Lo acaba de advertir el Banco Central Europeo en un informe: ante la presión del envejecimiento poblacional, los hogares de la zona del euro tienen que ahorrar para complementar las pensiones públicas de cara a la jubilación, pero gran parte de sus ahorros está en depósitos bancarios de baja rentabilidad o en cuentas que no generan ningún interés y que, por tanto, no compensan el impacto de la inflación.

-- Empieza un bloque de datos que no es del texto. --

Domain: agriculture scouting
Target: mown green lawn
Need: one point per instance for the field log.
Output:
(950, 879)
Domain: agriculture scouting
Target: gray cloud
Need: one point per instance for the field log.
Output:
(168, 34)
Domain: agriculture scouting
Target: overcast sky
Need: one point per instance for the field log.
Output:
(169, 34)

En España, sin ir más lejos, cerca del 40% de la riqueza financiera está en ese tipo de herramientas. Mientras que el BCE plantea invertir ese dinero en soluciones con más potencial de rentabilidad a medio y largo plazo, como la renta variable, algo a lo que, por desconocimiento o por miedo a que la inversión pierda valor, solo se le dedica en Europa un 5% frente al 31% de Estados Unidos.

En román paladino: no solo hay que ahorrar, sino hacerlo mejor. Y, para ello, el acompañamiento de un profesional es fundamental.

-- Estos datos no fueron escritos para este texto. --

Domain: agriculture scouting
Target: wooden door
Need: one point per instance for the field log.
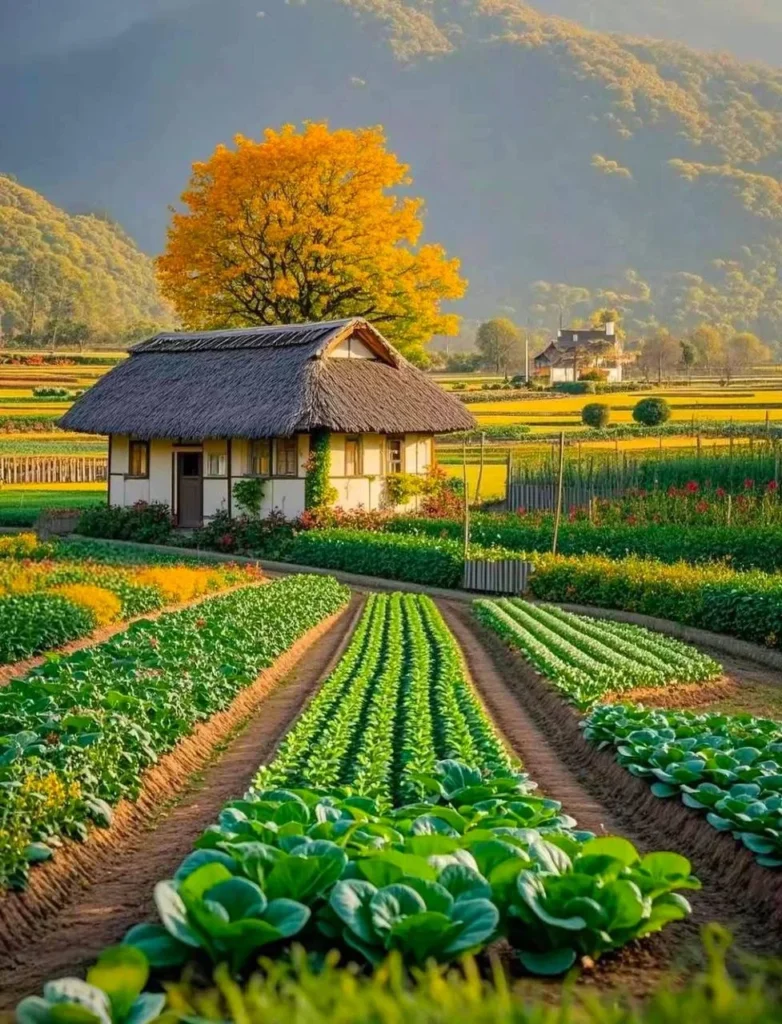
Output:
(189, 489)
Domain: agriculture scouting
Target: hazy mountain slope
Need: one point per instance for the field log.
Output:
(642, 171)
(70, 268)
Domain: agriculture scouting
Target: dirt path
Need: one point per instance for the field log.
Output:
(545, 732)
(118, 892)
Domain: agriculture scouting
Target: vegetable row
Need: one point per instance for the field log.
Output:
(426, 856)
(46, 603)
(77, 733)
(729, 767)
(590, 658)
(397, 701)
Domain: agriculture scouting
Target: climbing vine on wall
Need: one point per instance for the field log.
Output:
(317, 491)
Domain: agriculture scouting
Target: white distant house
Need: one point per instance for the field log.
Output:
(577, 350)
(188, 415)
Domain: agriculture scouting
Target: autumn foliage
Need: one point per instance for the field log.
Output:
(305, 225)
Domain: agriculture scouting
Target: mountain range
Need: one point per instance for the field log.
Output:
(569, 159)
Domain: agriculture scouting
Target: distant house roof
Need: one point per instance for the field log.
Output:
(265, 382)
(570, 339)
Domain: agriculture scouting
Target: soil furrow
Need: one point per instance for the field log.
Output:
(604, 797)
(90, 894)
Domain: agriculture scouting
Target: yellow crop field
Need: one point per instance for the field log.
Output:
(492, 481)
(744, 406)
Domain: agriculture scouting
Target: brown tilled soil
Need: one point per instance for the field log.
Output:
(604, 797)
(90, 894)
(17, 669)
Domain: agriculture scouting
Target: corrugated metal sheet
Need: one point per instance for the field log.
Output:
(509, 576)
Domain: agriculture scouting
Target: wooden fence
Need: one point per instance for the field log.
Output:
(53, 469)
(542, 497)
(507, 577)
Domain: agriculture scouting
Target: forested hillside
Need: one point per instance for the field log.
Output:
(614, 169)
(71, 279)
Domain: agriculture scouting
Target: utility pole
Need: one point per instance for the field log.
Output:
(559, 491)
(467, 502)
(526, 354)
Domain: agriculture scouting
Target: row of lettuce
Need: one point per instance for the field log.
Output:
(727, 767)
(48, 599)
(367, 835)
(676, 576)
(592, 659)
(77, 732)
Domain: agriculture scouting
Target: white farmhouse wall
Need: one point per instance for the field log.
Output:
(161, 471)
(286, 495)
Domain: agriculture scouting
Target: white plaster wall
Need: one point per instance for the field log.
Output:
(136, 491)
(117, 488)
(119, 454)
(215, 496)
(160, 472)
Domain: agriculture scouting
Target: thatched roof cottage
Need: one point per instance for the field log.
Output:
(188, 415)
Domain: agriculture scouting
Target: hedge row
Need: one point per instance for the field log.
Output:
(745, 548)
(427, 560)
(747, 605)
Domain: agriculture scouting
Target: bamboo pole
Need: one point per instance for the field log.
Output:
(480, 469)
(467, 502)
(560, 475)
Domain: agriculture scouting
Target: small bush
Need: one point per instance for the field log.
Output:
(31, 623)
(596, 414)
(651, 412)
(149, 523)
(575, 387)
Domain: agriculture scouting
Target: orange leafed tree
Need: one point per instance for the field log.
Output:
(305, 225)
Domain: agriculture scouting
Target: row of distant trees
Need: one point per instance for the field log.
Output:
(705, 349)
(500, 347)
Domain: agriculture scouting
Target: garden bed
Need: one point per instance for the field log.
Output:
(91, 893)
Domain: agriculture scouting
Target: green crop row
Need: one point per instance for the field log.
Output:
(427, 560)
(401, 667)
(728, 766)
(747, 605)
(744, 548)
(462, 857)
(589, 658)
(77, 733)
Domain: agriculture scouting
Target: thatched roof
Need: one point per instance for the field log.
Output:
(264, 382)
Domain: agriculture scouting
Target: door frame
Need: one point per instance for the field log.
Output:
(178, 483)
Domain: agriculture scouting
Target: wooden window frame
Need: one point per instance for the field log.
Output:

Quizá no somos conscientes de que cuando nos retiremos, recibiremos una pensión que probablemente no será suficiente para cubrir los gastos que tendremos tras la jubilación. La brecha entre prestación y necesidades de esta etapa de la vida aumenta: disfrutar de nuestro ocio, ayudar económicamente a nuestros hijos o afrontar nuevas urgencias relacionadas con la salud, con el coste que supone si hay que hacer frente a situaciones de dependencia.

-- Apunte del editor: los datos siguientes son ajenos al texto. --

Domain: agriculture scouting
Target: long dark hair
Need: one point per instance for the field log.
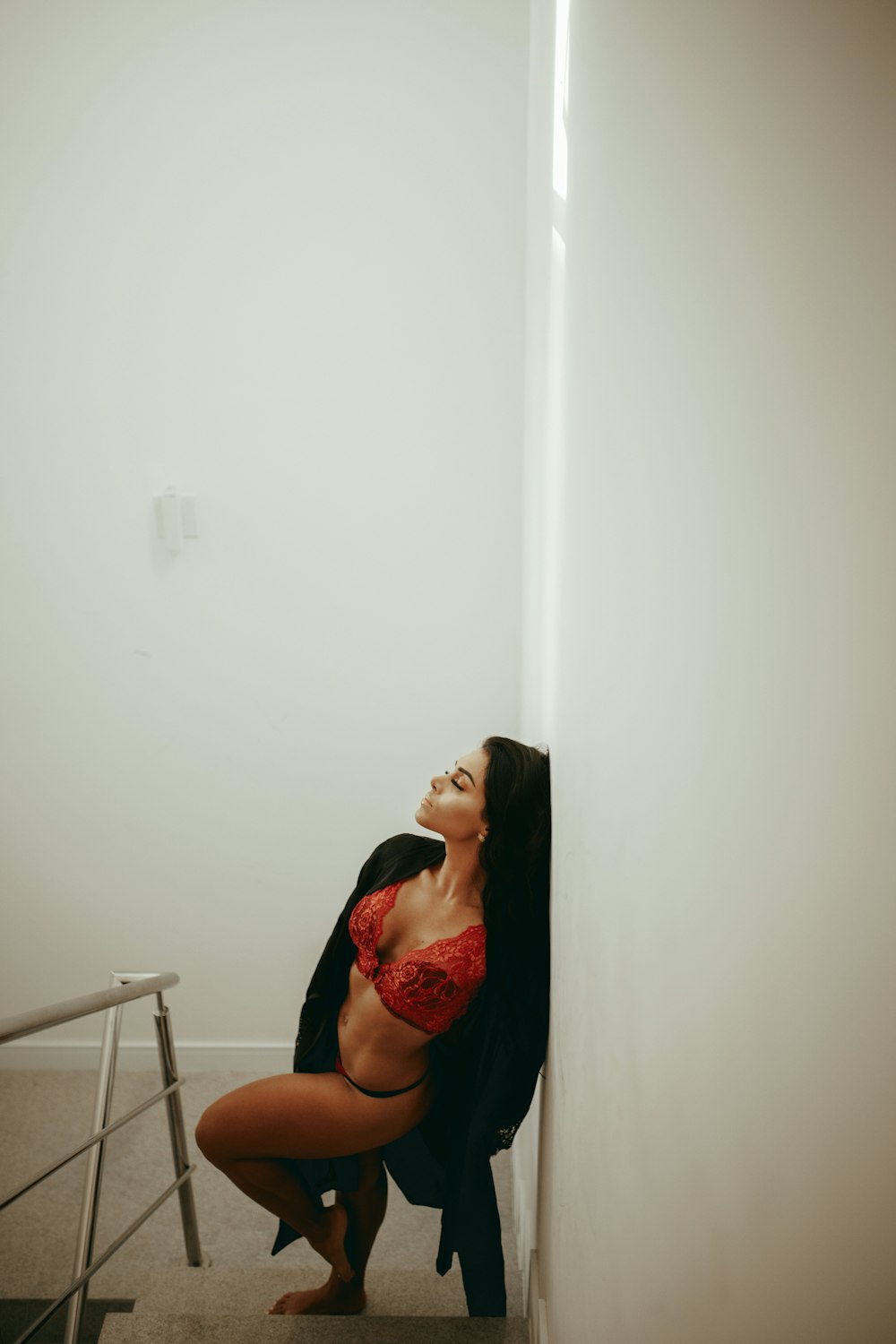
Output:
(516, 857)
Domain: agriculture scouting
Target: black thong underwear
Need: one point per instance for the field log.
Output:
(368, 1091)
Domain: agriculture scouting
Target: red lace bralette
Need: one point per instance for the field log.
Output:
(427, 986)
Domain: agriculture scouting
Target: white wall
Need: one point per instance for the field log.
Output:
(718, 1133)
(271, 254)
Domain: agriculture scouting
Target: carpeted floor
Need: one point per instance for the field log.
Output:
(43, 1113)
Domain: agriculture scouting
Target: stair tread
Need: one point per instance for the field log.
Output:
(228, 1290)
(314, 1330)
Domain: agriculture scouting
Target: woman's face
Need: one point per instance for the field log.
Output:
(455, 801)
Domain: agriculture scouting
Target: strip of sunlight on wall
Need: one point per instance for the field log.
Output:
(552, 484)
(560, 97)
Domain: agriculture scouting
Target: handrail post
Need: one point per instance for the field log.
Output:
(96, 1161)
(177, 1133)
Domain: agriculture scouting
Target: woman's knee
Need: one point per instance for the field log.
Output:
(211, 1133)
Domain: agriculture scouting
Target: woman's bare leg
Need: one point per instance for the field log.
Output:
(366, 1210)
(273, 1185)
(306, 1116)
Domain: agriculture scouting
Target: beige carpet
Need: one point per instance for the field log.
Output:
(43, 1113)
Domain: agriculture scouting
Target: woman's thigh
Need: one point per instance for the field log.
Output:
(306, 1116)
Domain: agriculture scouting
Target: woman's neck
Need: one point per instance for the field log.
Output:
(461, 878)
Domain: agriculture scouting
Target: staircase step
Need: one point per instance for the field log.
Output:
(239, 1292)
(314, 1330)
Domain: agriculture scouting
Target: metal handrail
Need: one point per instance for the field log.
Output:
(125, 986)
(26, 1023)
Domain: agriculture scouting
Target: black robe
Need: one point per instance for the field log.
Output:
(484, 1089)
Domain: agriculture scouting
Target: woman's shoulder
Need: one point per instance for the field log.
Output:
(402, 855)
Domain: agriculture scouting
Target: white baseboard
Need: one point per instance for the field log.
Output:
(538, 1312)
(263, 1056)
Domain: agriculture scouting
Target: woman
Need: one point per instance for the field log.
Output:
(408, 1051)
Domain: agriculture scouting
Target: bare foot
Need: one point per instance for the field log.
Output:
(331, 1245)
(333, 1298)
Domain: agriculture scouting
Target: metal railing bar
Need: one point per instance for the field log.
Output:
(26, 1023)
(110, 1250)
(89, 1142)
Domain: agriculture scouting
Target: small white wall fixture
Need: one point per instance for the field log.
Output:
(175, 519)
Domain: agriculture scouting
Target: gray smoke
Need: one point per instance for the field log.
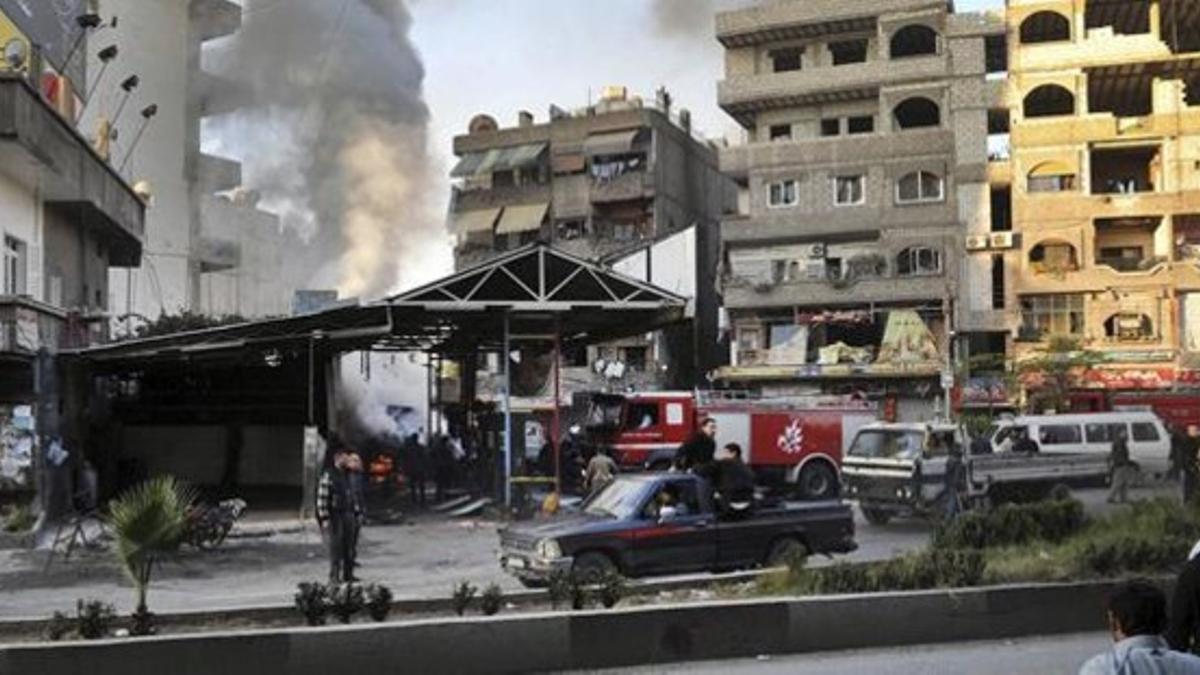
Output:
(335, 136)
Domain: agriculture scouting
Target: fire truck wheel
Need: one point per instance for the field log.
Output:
(592, 567)
(876, 517)
(817, 482)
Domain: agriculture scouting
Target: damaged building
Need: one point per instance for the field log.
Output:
(1104, 186)
(622, 181)
(864, 166)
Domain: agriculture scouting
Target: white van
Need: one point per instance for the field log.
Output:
(1150, 444)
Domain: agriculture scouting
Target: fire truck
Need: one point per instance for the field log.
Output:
(792, 443)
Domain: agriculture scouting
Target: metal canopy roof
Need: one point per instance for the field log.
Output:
(537, 291)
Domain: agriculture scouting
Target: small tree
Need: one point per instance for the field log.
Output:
(148, 523)
(1060, 370)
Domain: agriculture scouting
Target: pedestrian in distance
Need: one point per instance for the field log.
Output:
(1122, 471)
(697, 452)
(1137, 617)
(601, 471)
(339, 512)
(1183, 627)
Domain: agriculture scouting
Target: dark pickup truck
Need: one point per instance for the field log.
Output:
(665, 524)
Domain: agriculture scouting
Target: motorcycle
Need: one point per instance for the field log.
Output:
(208, 526)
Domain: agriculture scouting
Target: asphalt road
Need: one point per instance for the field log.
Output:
(420, 560)
(1042, 656)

Además, somos cada vez más longevos, así que hay que mantener ese ritmo durante más tiempo. Aunque suene un poco descarnado, desde un punto de vista financiero, el problema no es cuanto vivimos, sino si sobrevivimos a nuestros ahorros.

En estas circunstancias, tenemos la responsabilidad hacia nosotros mismos de ahorrar e invertir más y mejor. No basta con dejar que nuestro dinero se devalúe lentamente en una cuenta corriente, tenemos que hacer que trabaje de manera rentable para no solo complementar la pensión pública que recibiremos y asegurarnos un nivel de vida adecuado en la jubilación, sino también para alcanzar otras metas financieras como la universidad de los hijos, estudiar un máster, amortizar la hipoteca o comprar una segunda vivienda, por ejemplo.

No es fácil salir de la zona de confort, vencer el miedo a que nuestros ahorros pierdan valor. Pero para la gran mayoría es la única opción. Y si estamos bien asesorados, en unos años nos alegraremos mucho de haber dado el paso hacia una estrategia de ahorro e inversión más pensada, diversificada e inteligente. De haberle dado tiempo a nuestro dinero.

Recuerda: el mejor momento para empezar a ahorrar e invertir fue ayer. El segundo mejor momento es hoy.